Where have all the Corn Mothers gone?
This is a very odd book. Ramon Gutierrez wants to deliver to his readers a fair and balanced account of the colonization of the Pueblo world. He begins somewhat admirably. The first part of his book presents an ethno-historical account of the Pueblo world on the eve of the Spanish conquest. His use of later sources can be somewhat forgiven here since nothing remains outside archaeology to represent the Pueblo world before the coming of the Spaniards and their written record; if only he had used it. Yet he represents the observations of early twentieth century anthropologists as windows into the unchanging world of Pueblo society.

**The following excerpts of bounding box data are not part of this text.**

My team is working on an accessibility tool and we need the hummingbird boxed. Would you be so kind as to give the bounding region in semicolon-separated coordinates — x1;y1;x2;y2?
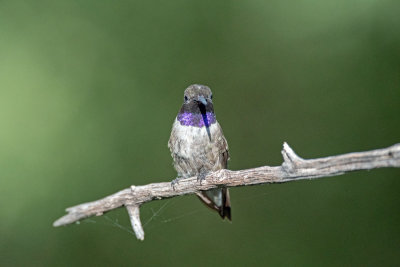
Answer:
168;84;232;220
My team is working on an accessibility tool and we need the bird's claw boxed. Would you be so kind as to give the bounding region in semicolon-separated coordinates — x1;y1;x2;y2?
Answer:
171;178;180;190
197;172;207;185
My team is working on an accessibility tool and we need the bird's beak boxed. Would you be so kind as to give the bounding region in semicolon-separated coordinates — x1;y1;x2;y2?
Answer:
197;95;207;106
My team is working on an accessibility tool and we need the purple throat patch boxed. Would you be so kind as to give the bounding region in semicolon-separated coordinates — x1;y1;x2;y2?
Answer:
176;112;217;128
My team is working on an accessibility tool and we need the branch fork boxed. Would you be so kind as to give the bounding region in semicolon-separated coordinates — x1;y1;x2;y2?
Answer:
53;142;400;240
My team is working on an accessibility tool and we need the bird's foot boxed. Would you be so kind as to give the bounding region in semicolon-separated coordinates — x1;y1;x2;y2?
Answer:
171;177;182;190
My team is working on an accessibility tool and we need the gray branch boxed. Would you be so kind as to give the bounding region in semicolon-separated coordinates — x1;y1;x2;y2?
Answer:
53;143;400;240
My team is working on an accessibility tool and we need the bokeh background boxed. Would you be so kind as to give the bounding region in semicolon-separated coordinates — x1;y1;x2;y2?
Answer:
0;0;400;266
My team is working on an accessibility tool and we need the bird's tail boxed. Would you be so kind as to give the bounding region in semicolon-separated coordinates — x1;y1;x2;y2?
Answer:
197;188;232;221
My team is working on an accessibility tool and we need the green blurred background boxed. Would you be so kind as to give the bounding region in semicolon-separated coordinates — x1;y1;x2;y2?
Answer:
0;0;400;266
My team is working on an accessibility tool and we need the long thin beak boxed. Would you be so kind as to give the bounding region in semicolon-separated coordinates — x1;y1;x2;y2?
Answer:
197;95;207;106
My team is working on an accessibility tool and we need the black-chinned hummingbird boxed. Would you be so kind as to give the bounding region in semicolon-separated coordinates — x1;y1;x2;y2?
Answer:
168;84;231;220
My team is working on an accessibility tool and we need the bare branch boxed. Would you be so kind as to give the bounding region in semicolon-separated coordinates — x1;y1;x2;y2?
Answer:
53;143;400;240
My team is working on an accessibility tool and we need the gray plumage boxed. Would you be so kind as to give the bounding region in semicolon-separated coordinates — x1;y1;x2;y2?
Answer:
168;84;231;219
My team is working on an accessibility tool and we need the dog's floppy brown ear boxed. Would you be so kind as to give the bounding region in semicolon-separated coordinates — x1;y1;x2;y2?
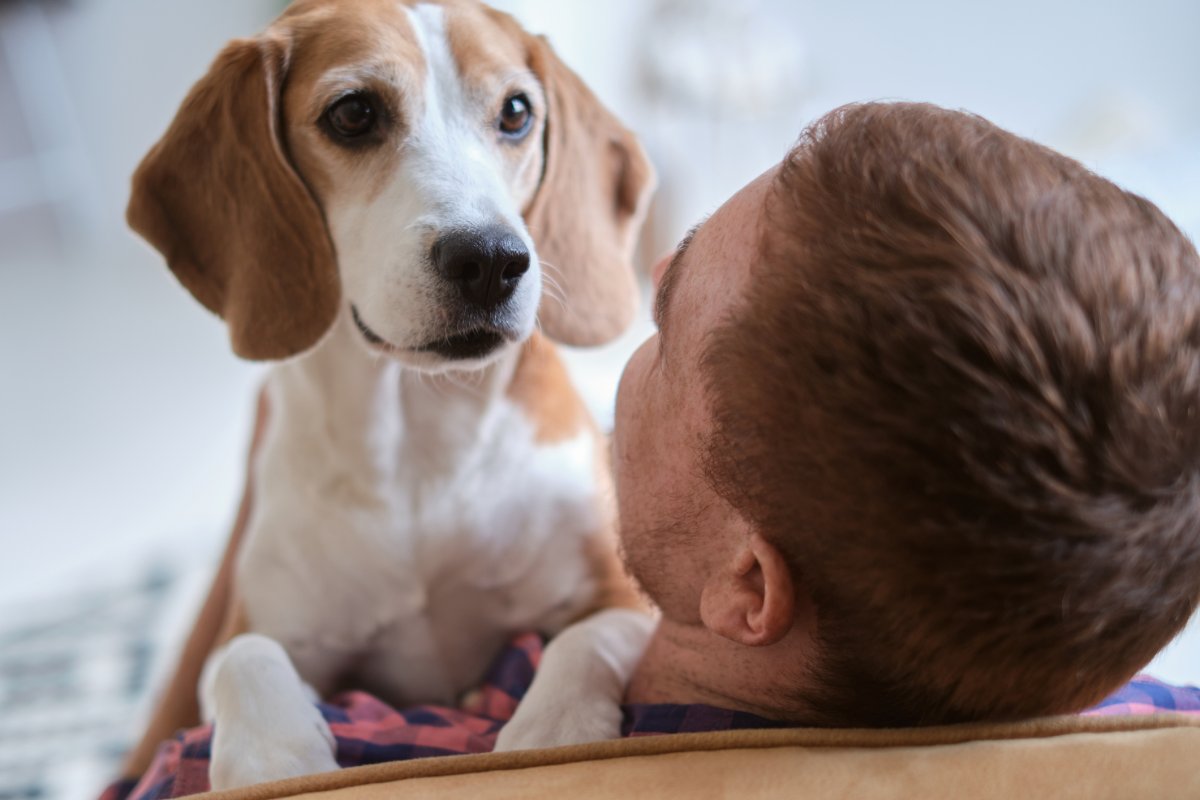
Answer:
127;35;341;360
526;37;655;345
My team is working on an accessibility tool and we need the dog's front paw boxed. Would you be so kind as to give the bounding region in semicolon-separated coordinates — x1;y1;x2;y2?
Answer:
496;698;622;752
209;705;338;792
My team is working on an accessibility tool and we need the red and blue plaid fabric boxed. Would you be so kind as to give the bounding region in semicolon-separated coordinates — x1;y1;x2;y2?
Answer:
101;634;1200;800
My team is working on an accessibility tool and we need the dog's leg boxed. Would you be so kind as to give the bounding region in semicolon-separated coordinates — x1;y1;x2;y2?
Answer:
200;633;337;790
496;608;655;751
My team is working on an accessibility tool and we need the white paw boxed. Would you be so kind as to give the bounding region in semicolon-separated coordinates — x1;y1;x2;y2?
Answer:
496;698;622;752
209;705;338;792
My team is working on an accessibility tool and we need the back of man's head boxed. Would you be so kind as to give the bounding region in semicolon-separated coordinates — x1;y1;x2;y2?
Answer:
706;104;1200;724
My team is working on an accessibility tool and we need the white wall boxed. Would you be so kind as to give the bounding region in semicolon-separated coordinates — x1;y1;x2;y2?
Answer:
0;0;1200;680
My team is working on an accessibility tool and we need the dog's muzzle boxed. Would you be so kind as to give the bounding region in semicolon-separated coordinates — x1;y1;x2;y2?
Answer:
431;225;529;313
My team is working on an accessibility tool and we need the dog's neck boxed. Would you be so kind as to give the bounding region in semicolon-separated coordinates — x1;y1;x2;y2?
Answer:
270;314;521;479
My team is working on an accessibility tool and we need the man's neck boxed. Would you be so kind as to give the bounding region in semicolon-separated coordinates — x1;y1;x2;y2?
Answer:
625;619;812;722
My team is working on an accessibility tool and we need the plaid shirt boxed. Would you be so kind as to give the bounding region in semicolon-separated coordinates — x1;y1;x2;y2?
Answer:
101;633;1200;800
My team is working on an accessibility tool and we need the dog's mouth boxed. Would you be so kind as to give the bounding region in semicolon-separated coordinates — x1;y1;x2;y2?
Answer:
350;306;508;361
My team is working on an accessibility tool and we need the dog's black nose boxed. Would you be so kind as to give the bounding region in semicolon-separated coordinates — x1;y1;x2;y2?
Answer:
432;227;529;311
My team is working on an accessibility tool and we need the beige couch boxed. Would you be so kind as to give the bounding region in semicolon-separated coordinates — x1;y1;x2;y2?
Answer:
199;715;1200;800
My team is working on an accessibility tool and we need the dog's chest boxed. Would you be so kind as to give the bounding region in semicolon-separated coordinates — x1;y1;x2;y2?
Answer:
239;398;601;702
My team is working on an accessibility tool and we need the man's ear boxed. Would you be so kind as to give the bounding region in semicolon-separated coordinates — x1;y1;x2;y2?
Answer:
700;533;796;646
127;34;341;360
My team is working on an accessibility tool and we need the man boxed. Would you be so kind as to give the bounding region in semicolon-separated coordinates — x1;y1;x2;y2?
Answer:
110;104;1200;798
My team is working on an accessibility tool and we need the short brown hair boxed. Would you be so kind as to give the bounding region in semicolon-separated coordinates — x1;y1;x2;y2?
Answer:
704;104;1200;724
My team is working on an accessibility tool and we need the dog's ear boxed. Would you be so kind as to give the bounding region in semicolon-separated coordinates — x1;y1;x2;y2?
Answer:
526;37;655;345
127;35;341;360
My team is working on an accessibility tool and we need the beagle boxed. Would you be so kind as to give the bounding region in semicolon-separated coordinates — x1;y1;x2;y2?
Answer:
121;0;654;789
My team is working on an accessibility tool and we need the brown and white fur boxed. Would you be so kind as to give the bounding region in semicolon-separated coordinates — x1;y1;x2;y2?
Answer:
121;0;653;789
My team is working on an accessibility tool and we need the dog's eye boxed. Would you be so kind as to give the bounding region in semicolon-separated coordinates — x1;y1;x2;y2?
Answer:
499;95;533;139
325;95;377;139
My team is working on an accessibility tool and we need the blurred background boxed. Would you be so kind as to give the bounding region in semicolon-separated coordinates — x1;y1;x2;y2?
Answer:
0;0;1200;800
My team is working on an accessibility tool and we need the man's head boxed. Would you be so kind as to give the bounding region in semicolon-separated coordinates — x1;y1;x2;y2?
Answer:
617;104;1200;724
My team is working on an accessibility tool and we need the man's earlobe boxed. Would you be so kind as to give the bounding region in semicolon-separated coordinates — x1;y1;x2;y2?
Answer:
700;533;796;646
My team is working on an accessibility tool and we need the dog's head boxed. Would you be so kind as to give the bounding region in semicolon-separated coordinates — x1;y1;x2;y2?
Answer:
128;0;654;369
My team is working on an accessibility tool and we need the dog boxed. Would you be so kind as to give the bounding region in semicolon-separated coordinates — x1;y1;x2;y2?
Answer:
127;0;654;789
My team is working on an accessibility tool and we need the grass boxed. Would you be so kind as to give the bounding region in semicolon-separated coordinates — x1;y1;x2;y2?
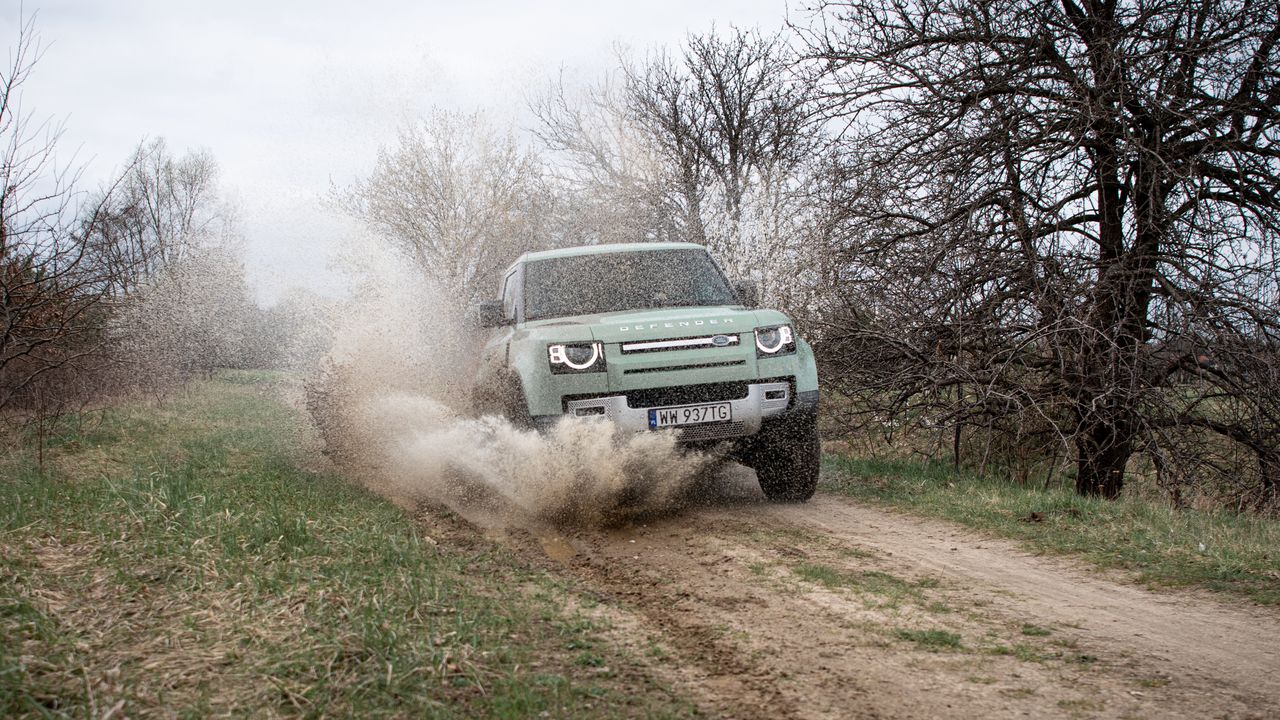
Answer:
791;562;938;606
822;456;1280;605
0;373;695;717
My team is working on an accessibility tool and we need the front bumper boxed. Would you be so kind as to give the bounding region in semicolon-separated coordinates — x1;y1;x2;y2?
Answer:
534;382;788;442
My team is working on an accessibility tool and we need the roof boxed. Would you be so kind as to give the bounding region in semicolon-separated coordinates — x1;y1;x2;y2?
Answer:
513;242;705;264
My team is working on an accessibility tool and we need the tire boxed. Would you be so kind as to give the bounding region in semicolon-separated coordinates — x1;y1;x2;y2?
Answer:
751;419;822;502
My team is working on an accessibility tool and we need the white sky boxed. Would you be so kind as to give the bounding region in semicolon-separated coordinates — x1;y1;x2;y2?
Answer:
0;0;787;301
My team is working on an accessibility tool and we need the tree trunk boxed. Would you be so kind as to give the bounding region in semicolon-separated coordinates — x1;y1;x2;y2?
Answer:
1075;420;1133;500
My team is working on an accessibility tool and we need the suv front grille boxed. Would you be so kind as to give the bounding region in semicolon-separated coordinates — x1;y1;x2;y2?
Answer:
626;382;748;407
621;333;741;355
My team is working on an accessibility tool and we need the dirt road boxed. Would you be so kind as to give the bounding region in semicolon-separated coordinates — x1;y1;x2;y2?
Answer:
419;470;1280;719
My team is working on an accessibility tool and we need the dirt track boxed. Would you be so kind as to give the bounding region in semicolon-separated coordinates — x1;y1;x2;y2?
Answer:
422;469;1280;717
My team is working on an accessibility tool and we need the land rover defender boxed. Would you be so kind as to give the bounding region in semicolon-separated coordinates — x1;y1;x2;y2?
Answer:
472;242;819;502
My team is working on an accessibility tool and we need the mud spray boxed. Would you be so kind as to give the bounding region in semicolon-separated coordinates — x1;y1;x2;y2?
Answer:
308;243;718;527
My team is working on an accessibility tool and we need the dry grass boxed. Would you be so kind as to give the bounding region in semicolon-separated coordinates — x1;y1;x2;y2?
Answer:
0;374;692;717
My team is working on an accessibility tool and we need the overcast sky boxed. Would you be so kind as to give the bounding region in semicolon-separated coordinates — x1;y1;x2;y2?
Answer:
0;0;786;301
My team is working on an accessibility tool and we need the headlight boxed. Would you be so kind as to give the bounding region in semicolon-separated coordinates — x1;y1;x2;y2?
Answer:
547;342;604;374
755;325;796;357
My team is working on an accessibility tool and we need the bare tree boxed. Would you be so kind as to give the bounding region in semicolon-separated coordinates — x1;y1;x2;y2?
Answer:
530;70;687;245
88;138;224;297
0;15;120;416
335;110;550;309
803;0;1280;497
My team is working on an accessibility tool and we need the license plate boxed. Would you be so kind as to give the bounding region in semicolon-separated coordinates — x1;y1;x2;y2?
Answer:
649;402;733;428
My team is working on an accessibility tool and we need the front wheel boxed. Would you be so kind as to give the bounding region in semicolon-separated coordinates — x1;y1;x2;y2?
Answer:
751;420;822;502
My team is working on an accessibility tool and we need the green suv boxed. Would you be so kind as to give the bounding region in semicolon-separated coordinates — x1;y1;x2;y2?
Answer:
472;242;819;502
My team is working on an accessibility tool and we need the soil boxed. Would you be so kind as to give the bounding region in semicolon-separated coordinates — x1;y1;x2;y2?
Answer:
422;468;1280;719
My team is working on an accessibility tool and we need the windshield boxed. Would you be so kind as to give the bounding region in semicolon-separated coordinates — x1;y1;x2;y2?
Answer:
525;250;737;320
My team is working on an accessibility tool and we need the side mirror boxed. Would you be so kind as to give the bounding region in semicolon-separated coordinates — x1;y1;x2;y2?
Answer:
733;279;760;307
470;300;507;328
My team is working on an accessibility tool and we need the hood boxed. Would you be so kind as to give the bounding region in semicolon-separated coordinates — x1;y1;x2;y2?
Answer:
524;306;790;343
591;307;756;342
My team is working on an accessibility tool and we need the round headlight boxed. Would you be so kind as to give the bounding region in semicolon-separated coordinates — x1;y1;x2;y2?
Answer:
564;342;600;370
547;342;604;373
755;325;795;355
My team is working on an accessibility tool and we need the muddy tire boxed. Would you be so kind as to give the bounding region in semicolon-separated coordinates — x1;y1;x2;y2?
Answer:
751;421;822;502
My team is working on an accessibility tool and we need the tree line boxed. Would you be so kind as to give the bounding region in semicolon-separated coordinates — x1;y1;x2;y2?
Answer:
0;20;294;447
334;0;1280;510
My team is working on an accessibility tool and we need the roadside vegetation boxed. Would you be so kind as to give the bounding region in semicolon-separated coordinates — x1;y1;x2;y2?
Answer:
0;372;694;717
819;455;1280;605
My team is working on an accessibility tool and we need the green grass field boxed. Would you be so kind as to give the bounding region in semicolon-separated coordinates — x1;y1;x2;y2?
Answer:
0;372;695;717
819;456;1280;605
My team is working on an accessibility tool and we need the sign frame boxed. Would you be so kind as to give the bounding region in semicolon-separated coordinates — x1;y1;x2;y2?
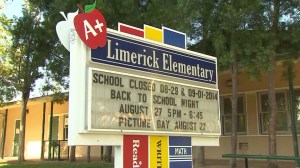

Had he then went on the do the same with Spain, the other “world” that he describes, this might be forgiven. To be fair, he does offer a small account of the end of the Reconquista, but there is no “fictional” narrative constructed to help the story along, and it’s pretty much all downhill from here on in. And what about the Corn Mothers, they pretty much disappear after the first few pages of the book. They truly “go away”. Perhaps this is also defensible, simply because the Pueblos in general pretty much disappear as well. Once he gets into what seems to be his favorite part of the book, i.e. anything with lots of statistics on Spanish ideas of honor and marriage, the Pueblo people are irrelevant, only the progeny of his two worlds: the genizaros.
His sources are another source of befuddlement. Among other things he claims to have defined “honor” for 17th century New Mexico through the citation of Hobbes’s Leviathan. He also claims a more intimate knowledge of Pueblo life, often citing in support of his observations: “to this day.” As a corollary he even changes tense when he is supposedly offering an analysis of early modern New Mexico. I am certainly not an expert, but imagine that understandings of honor have significantly changed in the intervening 300 or so years. He also includes a façade of statistics which seems only to serve to “scientificize” his un-even analysis.
This book claims to give “vision to the blind,” but only ends up hiding the culture of the people who inhabited the Pueblos after the Conquest. One would think that there would be more sources available through Spanish documents, but the best analysis of Pueblo culture that we have is reserved for the pre-Spanish era. For Ramon Gutierrez the Corn Mothers leave, only to return when they can usefully serve as a stand-in for Pueblo culture.